Dicevamo dell’Iraceb. Erano i primi anni ’90 quando due consiglieri regionali del territorio, il democristiano Peppino Accroglianò e il comunista Luigi Tarsitano, riuscirono a far approvare ben due leggi regionali, dando vita all’Istituto Regionale per le Antichità Calabresi e Bizantine che aveva sede proprio a Rossano. Del consiglio direttivo dovevano far parte quattro docenti universitari di specchiata professionalità – ricordiamo tra questi i compianti Filippo Bulgarella e Giorgio Leone, Giovanna De Sensi Sestito e Renato Peroni – ed i rappresentanti del comune di Rossano e della Regione.
La missione di questo Istituto finanziato con un contribuito regionale annuo, poi cancellato, era (e dovrebbe ancora essere, dal momento che l’Iraceb formalmente esiste ancora) quella di promuovere su basi scientifiche la conoscenza storica della civiltà calabrese dall’età pre-coloniale al Medioevo. Insomma, un processo di consapevolezza proprio attorno a quelle cinque civiltà che citava Filareto (Mesogaia, Magnogreca, Romana, Bizantina e Normanna). Tutto sparito. Anni di studi insieme a centinaia di volumi e manoscritti che racchiudono questo patrimonio immenso di conoscenza e consapevolezza è chiuso a più mandate in un’ala di Palazzo Martucci, nel cuore del centro storico di lato rossanese.
Perché? La risposta va ricercata semplicemente nell’ignavia e nell’insipienza delle amministrazioni politiche che si sono succedute negli anni. Col tempo, infatti, soprattutto in Calabria e principalmente nel nostro grande territorio del nord-est si è consolidata la mentalità per la quale la cultura non porta ricchezza.
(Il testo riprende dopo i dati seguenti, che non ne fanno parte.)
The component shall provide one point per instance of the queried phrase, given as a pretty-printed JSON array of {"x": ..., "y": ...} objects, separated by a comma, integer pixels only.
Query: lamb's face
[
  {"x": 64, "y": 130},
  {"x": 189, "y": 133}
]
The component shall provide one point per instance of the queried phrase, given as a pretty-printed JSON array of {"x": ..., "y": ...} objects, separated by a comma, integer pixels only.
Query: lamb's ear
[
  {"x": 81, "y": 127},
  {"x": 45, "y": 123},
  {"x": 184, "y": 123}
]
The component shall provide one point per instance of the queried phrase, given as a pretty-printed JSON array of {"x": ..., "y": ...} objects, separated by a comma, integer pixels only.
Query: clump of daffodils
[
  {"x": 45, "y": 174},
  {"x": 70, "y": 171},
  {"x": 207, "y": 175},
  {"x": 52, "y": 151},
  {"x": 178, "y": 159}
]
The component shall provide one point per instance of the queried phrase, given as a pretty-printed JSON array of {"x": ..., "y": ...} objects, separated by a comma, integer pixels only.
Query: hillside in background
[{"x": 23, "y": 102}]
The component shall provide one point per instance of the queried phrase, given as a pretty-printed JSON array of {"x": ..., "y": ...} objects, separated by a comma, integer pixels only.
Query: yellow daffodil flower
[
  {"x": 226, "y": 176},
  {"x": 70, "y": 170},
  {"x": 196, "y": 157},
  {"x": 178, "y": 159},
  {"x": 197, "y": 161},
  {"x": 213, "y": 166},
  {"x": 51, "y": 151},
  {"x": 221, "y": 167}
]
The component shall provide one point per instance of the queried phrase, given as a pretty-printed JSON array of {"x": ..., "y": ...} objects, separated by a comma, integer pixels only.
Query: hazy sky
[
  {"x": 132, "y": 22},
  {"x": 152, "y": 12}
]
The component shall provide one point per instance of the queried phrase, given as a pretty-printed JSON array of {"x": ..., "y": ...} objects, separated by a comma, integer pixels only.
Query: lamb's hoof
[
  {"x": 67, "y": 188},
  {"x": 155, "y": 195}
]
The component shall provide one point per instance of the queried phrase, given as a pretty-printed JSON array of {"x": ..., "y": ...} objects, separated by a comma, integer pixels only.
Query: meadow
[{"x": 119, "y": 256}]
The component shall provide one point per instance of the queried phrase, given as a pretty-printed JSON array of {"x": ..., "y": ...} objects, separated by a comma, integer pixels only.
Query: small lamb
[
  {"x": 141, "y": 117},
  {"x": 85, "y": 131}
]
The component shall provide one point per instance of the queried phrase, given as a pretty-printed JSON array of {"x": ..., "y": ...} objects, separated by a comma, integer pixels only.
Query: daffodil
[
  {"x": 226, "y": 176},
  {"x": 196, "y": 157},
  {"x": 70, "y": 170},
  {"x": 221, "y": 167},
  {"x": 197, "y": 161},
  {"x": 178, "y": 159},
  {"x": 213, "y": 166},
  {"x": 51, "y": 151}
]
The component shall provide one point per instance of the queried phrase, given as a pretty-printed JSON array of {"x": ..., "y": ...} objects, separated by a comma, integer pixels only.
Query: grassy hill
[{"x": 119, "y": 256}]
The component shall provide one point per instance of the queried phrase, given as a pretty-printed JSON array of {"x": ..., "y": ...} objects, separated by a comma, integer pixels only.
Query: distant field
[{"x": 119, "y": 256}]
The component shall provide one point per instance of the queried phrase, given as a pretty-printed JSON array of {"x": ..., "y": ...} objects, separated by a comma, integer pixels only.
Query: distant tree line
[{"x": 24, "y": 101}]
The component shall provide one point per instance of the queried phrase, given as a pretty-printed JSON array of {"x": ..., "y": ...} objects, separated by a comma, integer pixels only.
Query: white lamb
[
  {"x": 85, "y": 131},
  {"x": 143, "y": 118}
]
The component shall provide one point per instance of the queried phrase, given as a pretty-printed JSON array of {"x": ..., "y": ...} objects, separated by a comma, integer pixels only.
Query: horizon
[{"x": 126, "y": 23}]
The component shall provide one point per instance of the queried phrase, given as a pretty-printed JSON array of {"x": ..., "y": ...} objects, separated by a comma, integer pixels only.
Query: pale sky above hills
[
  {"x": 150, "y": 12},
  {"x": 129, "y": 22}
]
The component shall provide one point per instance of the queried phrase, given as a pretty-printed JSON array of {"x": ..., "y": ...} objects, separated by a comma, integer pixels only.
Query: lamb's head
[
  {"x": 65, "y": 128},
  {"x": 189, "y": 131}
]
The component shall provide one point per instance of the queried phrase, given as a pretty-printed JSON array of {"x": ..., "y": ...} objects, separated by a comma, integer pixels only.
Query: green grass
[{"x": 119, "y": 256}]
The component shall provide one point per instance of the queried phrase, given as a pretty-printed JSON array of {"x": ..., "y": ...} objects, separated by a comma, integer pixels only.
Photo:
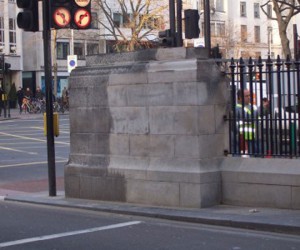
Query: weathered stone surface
[
  {"x": 145, "y": 130},
  {"x": 261, "y": 182}
]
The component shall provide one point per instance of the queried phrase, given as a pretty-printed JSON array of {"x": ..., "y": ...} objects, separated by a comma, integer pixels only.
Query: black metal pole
[
  {"x": 295, "y": 34},
  {"x": 49, "y": 103},
  {"x": 179, "y": 42},
  {"x": 207, "y": 24},
  {"x": 172, "y": 20}
]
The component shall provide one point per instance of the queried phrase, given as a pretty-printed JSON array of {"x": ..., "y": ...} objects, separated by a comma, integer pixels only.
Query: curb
[{"x": 209, "y": 216}]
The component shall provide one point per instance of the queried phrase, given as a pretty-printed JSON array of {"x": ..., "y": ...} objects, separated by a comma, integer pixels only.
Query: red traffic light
[
  {"x": 28, "y": 19},
  {"x": 75, "y": 14}
]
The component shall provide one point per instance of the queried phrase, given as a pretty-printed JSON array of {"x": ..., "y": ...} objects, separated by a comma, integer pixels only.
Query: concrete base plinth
[{"x": 147, "y": 127}]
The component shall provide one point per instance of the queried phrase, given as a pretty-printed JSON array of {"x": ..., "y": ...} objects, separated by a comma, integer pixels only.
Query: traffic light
[
  {"x": 1, "y": 64},
  {"x": 74, "y": 14},
  {"x": 191, "y": 23},
  {"x": 257, "y": 76},
  {"x": 165, "y": 38},
  {"x": 28, "y": 19},
  {"x": 7, "y": 67}
]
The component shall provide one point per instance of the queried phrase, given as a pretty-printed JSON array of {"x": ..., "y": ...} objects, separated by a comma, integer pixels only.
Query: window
[
  {"x": 117, "y": 17},
  {"x": 243, "y": 9},
  {"x": 62, "y": 49},
  {"x": 256, "y": 10},
  {"x": 244, "y": 33},
  {"x": 220, "y": 5},
  {"x": 257, "y": 34},
  {"x": 94, "y": 22},
  {"x": 92, "y": 48},
  {"x": 269, "y": 11},
  {"x": 12, "y": 35},
  {"x": 1, "y": 31},
  {"x": 79, "y": 50}
]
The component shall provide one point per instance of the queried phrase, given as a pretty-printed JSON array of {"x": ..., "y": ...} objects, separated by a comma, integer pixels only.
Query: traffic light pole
[
  {"x": 207, "y": 24},
  {"x": 49, "y": 96}
]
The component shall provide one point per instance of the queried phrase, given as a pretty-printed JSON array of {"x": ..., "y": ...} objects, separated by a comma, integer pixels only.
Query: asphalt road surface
[
  {"x": 23, "y": 154},
  {"x": 25, "y": 226}
]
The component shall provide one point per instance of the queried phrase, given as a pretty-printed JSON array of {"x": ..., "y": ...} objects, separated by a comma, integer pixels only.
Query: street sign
[{"x": 72, "y": 62}]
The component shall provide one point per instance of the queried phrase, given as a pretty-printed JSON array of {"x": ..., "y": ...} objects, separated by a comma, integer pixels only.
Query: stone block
[
  {"x": 200, "y": 195},
  {"x": 129, "y": 120},
  {"x": 84, "y": 120},
  {"x": 160, "y": 94},
  {"x": 162, "y": 146},
  {"x": 185, "y": 93},
  {"x": 170, "y": 120},
  {"x": 257, "y": 195},
  {"x": 296, "y": 197},
  {"x": 97, "y": 97},
  {"x": 190, "y": 195},
  {"x": 127, "y": 79},
  {"x": 161, "y": 120},
  {"x": 119, "y": 144},
  {"x": 207, "y": 120},
  {"x": 139, "y": 145},
  {"x": 211, "y": 145},
  {"x": 170, "y": 76},
  {"x": 137, "y": 95},
  {"x": 153, "y": 193},
  {"x": 186, "y": 120},
  {"x": 187, "y": 146},
  {"x": 103, "y": 188},
  {"x": 117, "y": 96}
]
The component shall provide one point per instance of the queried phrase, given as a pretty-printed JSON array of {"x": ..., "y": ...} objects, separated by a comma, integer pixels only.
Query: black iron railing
[{"x": 264, "y": 131}]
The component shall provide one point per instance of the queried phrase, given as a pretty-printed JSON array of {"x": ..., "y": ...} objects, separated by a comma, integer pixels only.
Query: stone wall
[{"x": 147, "y": 127}]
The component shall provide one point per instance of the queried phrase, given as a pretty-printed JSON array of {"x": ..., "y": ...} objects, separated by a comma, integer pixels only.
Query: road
[
  {"x": 23, "y": 169},
  {"x": 23, "y": 154},
  {"x": 25, "y": 226}
]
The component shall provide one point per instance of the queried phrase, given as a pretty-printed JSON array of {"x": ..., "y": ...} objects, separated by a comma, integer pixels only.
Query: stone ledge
[{"x": 261, "y": 182}]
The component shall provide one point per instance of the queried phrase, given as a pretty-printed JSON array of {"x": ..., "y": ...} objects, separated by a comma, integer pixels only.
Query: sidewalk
[
  {"x": 15, "y": 114},
  {"x": 265, "y": 219}
]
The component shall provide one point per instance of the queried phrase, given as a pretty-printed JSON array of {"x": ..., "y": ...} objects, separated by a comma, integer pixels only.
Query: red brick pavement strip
[{"x": 32, "y": 186}]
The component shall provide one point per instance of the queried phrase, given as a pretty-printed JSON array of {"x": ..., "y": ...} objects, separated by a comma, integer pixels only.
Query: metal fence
[{"x": 264, "y": 131}]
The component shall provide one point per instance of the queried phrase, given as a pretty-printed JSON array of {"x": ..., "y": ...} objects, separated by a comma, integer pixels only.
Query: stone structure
[{"x": 147, "y": 127}]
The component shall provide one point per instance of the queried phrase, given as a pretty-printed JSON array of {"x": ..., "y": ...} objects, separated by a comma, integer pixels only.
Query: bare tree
[
  {"x": 284, "y": 10},
  {"x": 140, "y": 17}
]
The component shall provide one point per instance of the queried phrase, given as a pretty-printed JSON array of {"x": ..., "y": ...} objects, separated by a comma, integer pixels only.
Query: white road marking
[
  {"x": 30, "y": 163},
  {"x": 32, "y": 139},
  {"x": 66, "y": 234},
  {"x": 17, "y": 150}
]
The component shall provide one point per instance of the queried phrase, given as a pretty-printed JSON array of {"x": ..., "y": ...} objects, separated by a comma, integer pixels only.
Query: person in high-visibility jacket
[{"x": 246, "y": 115}]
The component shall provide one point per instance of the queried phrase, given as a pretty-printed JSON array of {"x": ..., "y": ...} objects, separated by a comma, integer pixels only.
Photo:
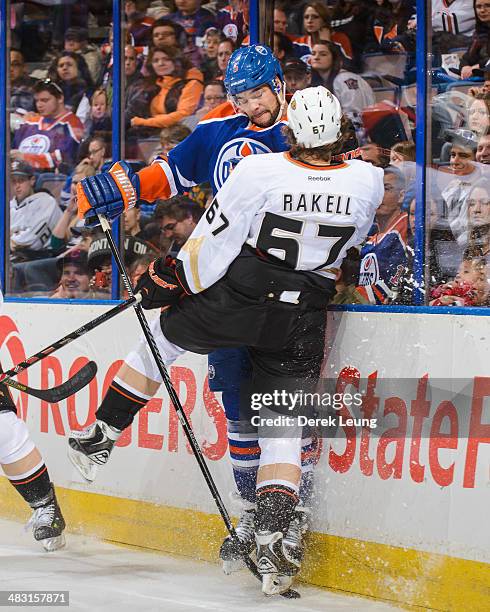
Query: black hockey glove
[{"x": 159, "y": 285}]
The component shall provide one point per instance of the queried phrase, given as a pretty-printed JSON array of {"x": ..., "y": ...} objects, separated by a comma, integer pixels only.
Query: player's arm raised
[{"x": 215, "y": 242}]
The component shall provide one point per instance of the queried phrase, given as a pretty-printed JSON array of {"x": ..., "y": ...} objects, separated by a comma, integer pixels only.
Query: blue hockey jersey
[{"x": 209, "y": 154}]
Una visione gretta delle cose che, però, con il tempo – dicevamo - non solo ha portato la Regione Calabria a disinteressarsi completamente dell’Iraceb, non finanziandola più (stiamo parlando di qualche centinaio di euro l’anno!) ma addirittura e di fatto a disconoscerla.
Non si può definire altrimenti, infatti, l’atteggiamento che la Regione Calabria ha assunto nei confronti dell’Iraceb. L’ente, infatti, con il passare degli anni – a partire dal definanziamento della Legge istitutiva – ha accumulato una serie di debiti con il proprietario dell’immobile in cui è tutt’ora la sede fisica e legale dell’istituto. Debito di fatto che è stato lo stesso Tribunale regionale, con apposita sentenza, a certificare e riconoscere al locatore dell’immobile, gli eredi Martucci appunto. Insomma, l’incapacità della Regione Calabria a pagare un affitto sta mandando in malora uno dei patrimoni materiali e immateriali, fatto – ricordiamo – di studi e conoscenze, più importanti non di Corigliano-Rossano ma dell’intero territorio meridionale.
Un disinteresse assoluto che fa male. Bene farebbe, allora, il presidente della Terza Commissione regionale (che non è solo Sanità ma anche Cultura), Pasqualina Straface, a prendere in mano questa vicenda grottesca e paradossale, portandola nuovamente all’attenzione del Governo regionale, proponendo il rifinanziamento della legge regionale 6/1989, onorando i debiti accumulati fino ad oggi e restituendo a questo Istituto il sacrosanto ruolo che merita, nella memoria di Filippo Burgarella e Giorgio Leone.